« Regarde le reflet dans la vitre, ma belle », m'a écrit l'enquêtrice TikTok.
Cette simple notification a fait voler ma vie en éclats.
Mon fiancé, Maxime, n'était pas en voyage d'affaires. Il était avec Élodie.
Et Léo, le « petit frère » de sept ans que j'élevais et finançais depuis deux ans ?
C'était en réalité leur fils.
Je n'étais que le chéquier sur pattes qui réglait leurs factures pendant que Maxime offrait une bague en diamant à Élodie avec mon argent.
Quand j'ai essayé de les démasquer, Élodie a abattu sa carte maîtresse.
Elle a offert un lapin angora à Léo, sachant pertinemment qu'il avait une allergie mortelle, juste pour me faire accuser de tentative de meurtre.
« Tu l'as empoisonné par jalousie ! » a-t-elle hurlé au milieu des urgences bondées.

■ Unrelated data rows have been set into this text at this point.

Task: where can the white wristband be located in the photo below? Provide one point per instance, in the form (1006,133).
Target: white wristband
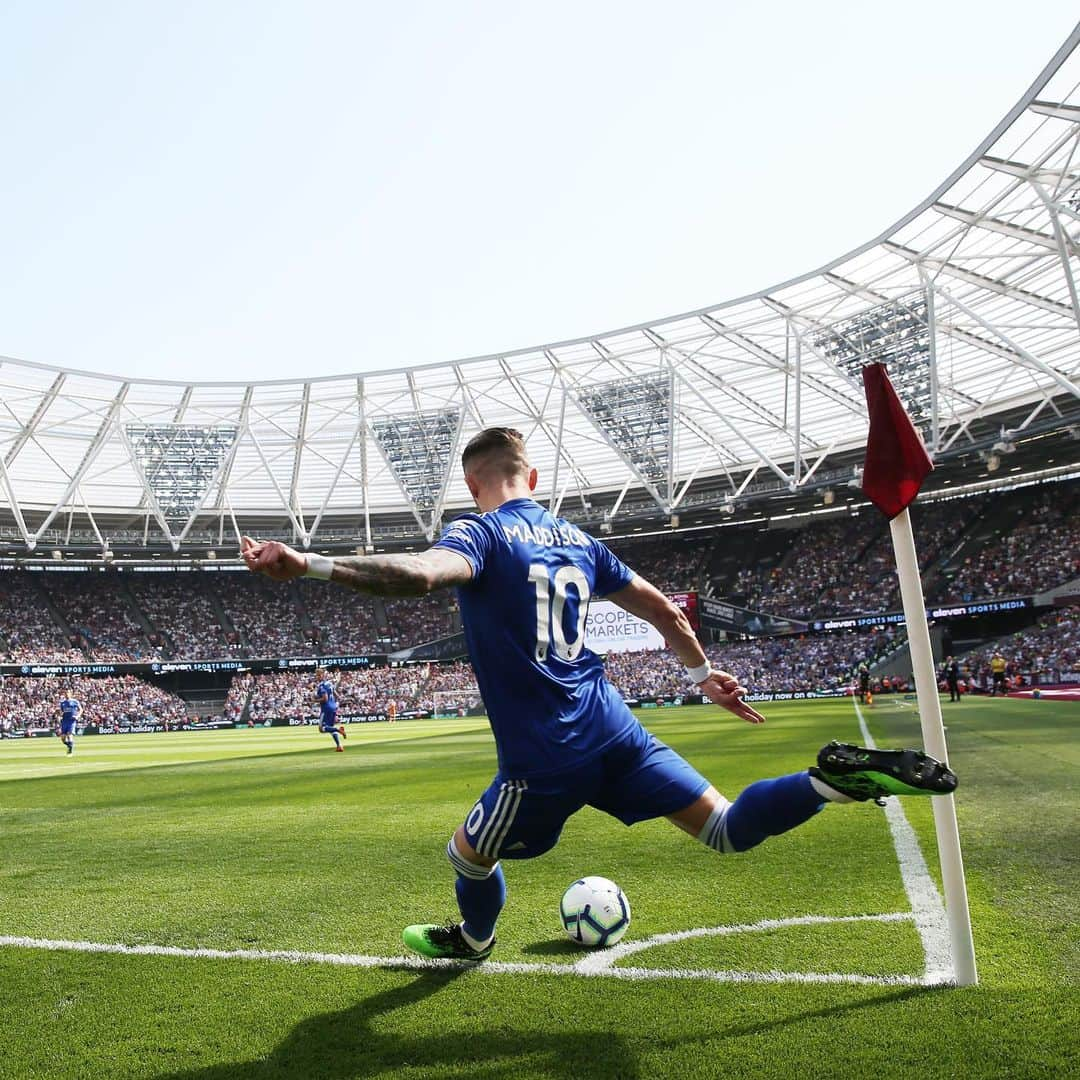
(319,566)
(699,675)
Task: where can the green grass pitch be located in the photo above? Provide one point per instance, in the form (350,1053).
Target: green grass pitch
(266,840)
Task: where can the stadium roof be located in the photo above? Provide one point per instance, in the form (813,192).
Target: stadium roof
(971,299)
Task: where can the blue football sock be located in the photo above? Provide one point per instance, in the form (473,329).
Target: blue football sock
(480,902)
(482,892)
(768,808)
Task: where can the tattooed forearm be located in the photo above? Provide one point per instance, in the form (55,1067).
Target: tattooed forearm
(401,575)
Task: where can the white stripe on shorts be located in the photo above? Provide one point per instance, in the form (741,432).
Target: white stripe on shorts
(505,806)
(482,838)
(509,815)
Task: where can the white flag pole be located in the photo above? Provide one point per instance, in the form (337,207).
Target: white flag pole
(933,740)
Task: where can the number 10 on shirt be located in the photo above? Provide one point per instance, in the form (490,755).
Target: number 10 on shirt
(551,611)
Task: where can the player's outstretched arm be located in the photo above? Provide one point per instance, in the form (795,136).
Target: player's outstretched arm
(376,575)
(645,601)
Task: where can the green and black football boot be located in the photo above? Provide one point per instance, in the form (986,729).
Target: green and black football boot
(443,943)
(862,773)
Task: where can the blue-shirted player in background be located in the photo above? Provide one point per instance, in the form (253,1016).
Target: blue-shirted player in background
(327,710)
(565,738)
(70,711)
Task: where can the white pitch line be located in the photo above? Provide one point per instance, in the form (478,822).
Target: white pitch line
(928,908)
(602,960)
(583,969)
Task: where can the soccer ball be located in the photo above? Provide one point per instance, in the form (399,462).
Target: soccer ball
(595,912)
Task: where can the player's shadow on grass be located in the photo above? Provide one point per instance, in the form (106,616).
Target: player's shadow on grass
(562,947)
(354,1042)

Maxime m'a regardée avec une haine pure.
« Tu es un monstre, Chloé. »
Ils pensaient m'avoir coincée.
Ils ignoraient que j'avais installé des caméras cachées dans la maison trois jours plus tôt.
Ou que j'avais le test ADN prouvant que Léo n'était même pas le fils biologique de Maxime.

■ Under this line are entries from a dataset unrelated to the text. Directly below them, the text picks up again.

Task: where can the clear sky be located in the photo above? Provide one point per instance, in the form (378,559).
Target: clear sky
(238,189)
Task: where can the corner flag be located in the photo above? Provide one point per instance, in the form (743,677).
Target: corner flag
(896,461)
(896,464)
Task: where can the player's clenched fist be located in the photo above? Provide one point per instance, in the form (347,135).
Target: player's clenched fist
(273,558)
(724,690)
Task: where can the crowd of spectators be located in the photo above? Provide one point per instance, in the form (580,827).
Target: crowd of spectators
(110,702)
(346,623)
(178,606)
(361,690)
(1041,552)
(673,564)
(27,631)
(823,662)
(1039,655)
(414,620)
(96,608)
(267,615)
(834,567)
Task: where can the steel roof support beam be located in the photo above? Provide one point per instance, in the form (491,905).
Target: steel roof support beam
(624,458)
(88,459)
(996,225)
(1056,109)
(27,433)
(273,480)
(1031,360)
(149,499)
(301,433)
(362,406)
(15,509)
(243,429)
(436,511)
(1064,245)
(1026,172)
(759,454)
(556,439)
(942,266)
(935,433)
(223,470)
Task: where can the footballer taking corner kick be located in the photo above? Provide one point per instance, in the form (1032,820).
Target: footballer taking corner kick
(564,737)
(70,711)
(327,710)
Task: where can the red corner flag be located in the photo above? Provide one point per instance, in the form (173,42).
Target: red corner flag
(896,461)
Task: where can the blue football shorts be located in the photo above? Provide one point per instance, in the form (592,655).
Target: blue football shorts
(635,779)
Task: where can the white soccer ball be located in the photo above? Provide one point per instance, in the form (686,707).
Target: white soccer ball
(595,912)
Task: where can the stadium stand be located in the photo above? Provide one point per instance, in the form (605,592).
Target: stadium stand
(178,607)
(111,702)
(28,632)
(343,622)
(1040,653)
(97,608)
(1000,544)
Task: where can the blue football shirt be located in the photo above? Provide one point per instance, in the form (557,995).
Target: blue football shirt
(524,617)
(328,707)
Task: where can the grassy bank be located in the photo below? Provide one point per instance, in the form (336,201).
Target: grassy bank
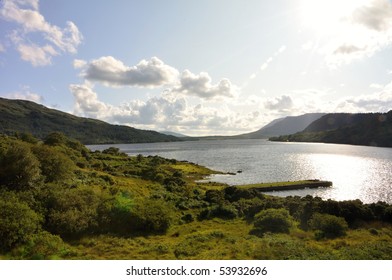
(61,201)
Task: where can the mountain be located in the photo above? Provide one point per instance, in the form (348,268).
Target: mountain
(179,135)
(27,116)
(371,129)
(284,126)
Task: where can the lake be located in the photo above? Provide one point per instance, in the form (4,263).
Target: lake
(357,172)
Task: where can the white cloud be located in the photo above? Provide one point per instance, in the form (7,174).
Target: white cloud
(282,103)
(79,63)
(37,56)
(87,103)
(113,72)
(361,32)
(30,22)
(166,111)
(25,94)
(380,101)
(200,85)
(265,65)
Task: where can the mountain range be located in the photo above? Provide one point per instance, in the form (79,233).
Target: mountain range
(18,116)
(26,116)
(287,125)
(370,129)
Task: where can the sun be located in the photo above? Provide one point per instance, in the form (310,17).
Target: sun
(327,16)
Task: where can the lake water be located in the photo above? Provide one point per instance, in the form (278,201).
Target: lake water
(357,172)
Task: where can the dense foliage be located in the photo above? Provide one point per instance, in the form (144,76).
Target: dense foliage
(60,200)
(357,129)
(20,116)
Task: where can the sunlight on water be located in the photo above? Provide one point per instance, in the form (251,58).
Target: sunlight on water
(357,172)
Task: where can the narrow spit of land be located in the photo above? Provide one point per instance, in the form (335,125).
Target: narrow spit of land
(290,185)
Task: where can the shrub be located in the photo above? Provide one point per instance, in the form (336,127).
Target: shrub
(273,220)
(55,139)
(115,214)
(328,226)
(72,212)
(55,165)
(19,168)
(18,222)
(42,246)
(152,216)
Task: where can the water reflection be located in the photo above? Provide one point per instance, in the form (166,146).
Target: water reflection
(357,172)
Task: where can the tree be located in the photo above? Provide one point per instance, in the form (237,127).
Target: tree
(55,139)
(18,222)
(19,168)
(55,166)
(273,220)
(328,226)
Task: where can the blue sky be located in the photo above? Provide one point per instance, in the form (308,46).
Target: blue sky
(203,67)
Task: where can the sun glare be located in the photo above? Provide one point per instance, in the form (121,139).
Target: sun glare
(327,15)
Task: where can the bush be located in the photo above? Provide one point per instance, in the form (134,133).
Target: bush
(19,168)
(273,220)
(43,246)
(115,214)
(72,212)
(55,165)
(222,211)
(152,216)
(18,222)
(328,226)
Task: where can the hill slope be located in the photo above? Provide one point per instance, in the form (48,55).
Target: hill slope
(373,129)
(27,116)
(288,125)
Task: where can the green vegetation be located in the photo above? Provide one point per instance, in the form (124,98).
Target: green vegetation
(374,129)
(58,200)
(28,118)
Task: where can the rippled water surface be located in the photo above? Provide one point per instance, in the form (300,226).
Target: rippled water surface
(357,172)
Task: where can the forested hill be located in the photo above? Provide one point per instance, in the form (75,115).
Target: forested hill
(287,125)
(372,129)
(27,116)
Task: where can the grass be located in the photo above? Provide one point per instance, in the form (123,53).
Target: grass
(119,185)
(218,239)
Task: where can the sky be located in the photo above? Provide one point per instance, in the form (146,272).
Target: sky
(206,67)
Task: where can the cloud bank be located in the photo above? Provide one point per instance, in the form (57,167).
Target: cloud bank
(53,41)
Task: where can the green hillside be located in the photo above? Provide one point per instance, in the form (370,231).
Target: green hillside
(59,200)
(25,116)
(372,129)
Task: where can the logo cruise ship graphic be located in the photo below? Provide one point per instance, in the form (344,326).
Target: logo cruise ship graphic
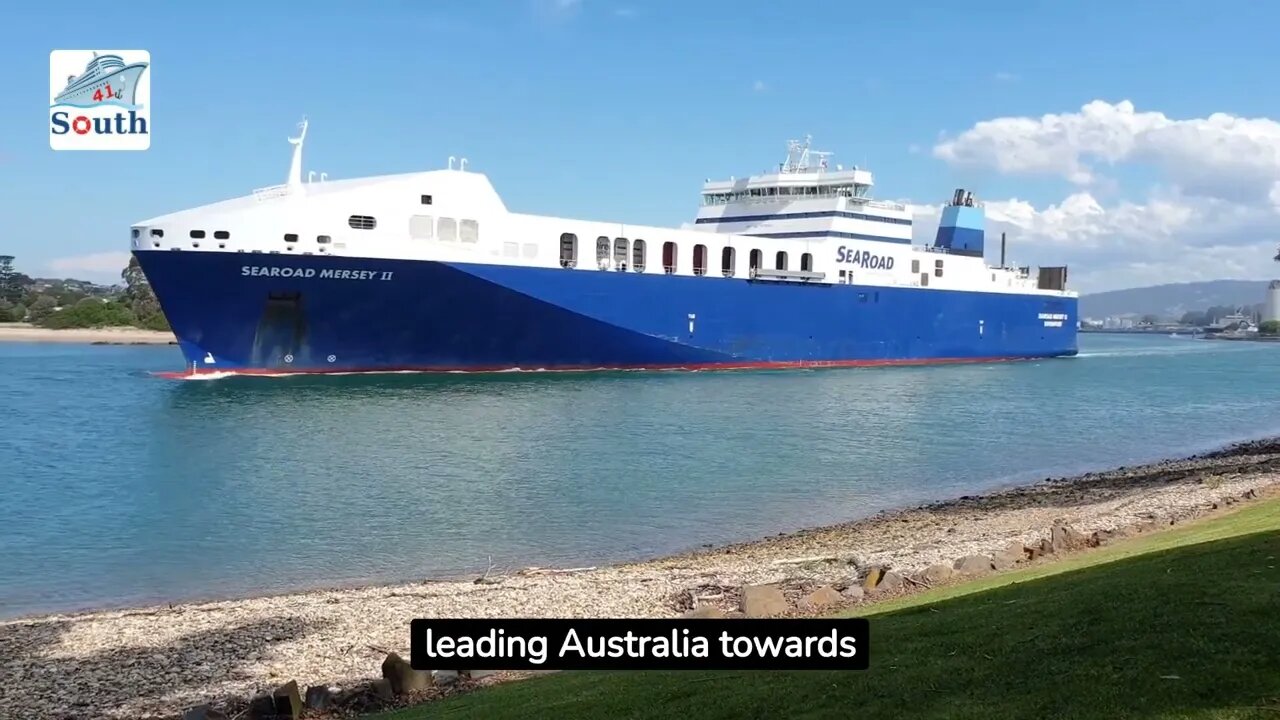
(106,80)
(99,100)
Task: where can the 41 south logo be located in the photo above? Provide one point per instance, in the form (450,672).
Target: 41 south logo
(99,100)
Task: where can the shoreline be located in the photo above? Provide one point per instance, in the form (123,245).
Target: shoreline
(158,660)
(26,332)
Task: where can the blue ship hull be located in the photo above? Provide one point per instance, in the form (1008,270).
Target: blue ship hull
(268,313)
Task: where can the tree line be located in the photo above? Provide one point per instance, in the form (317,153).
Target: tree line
(78,304)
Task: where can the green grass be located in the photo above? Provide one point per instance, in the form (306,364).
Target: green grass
(1184,623)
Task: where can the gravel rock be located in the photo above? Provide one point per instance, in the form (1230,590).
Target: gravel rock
(154,662)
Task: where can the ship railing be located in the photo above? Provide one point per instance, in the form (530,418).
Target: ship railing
(795,276)
(269,192)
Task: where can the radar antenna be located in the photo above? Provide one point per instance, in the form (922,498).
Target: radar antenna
(799,156)
(296,165)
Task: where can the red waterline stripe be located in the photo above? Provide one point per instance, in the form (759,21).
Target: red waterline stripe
(694,367)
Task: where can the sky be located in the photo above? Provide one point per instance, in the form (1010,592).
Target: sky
(1138,142)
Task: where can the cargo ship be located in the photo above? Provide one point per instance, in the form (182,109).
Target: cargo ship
(430,272)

J'ai essuyé mes larmes et j'ai souri au policier.
« J'ai une vidéo que vous devez absolument voir. »
Chapitre 1
L'écran brillait, un rectangle blanc agressif dans la pénombre de mon salon. Je faisais défiler TikTok machinalement, jusqu'à ce qu'un titre accroche mon regard. « Chasseurs d'Infidèles : La traque numérique photo par photo ». C'était une tendance virale : des femmes envoyaient les photos reçues de leurs conjoints en « déplacement pro », et des détectives amateurs décortiquaient l'arrière-plan. Une curiosité morbide m'a saisie.
Maxime était en voyage d'affaires. Comme toujours.
Il m'avait envoyé une photo hier. Il posait près de la fenêtre de son hôtel, un demi-sourire sur son visage parfait. Je me souvenais avoir pensé à quel point il était beau, à quel point j'avais de la chance. Mon estomac s'est noué.
J'ai trouvé le post original, un appel à témoins d'une utilisatrice nommée Manon_Enquête. Sa photo de profil montrait une femme au regard perçant et à l'expression sévère. « Envoyez-moi vos photos suspectes », disait la légende. « Voyons quels secrets elles cachent. »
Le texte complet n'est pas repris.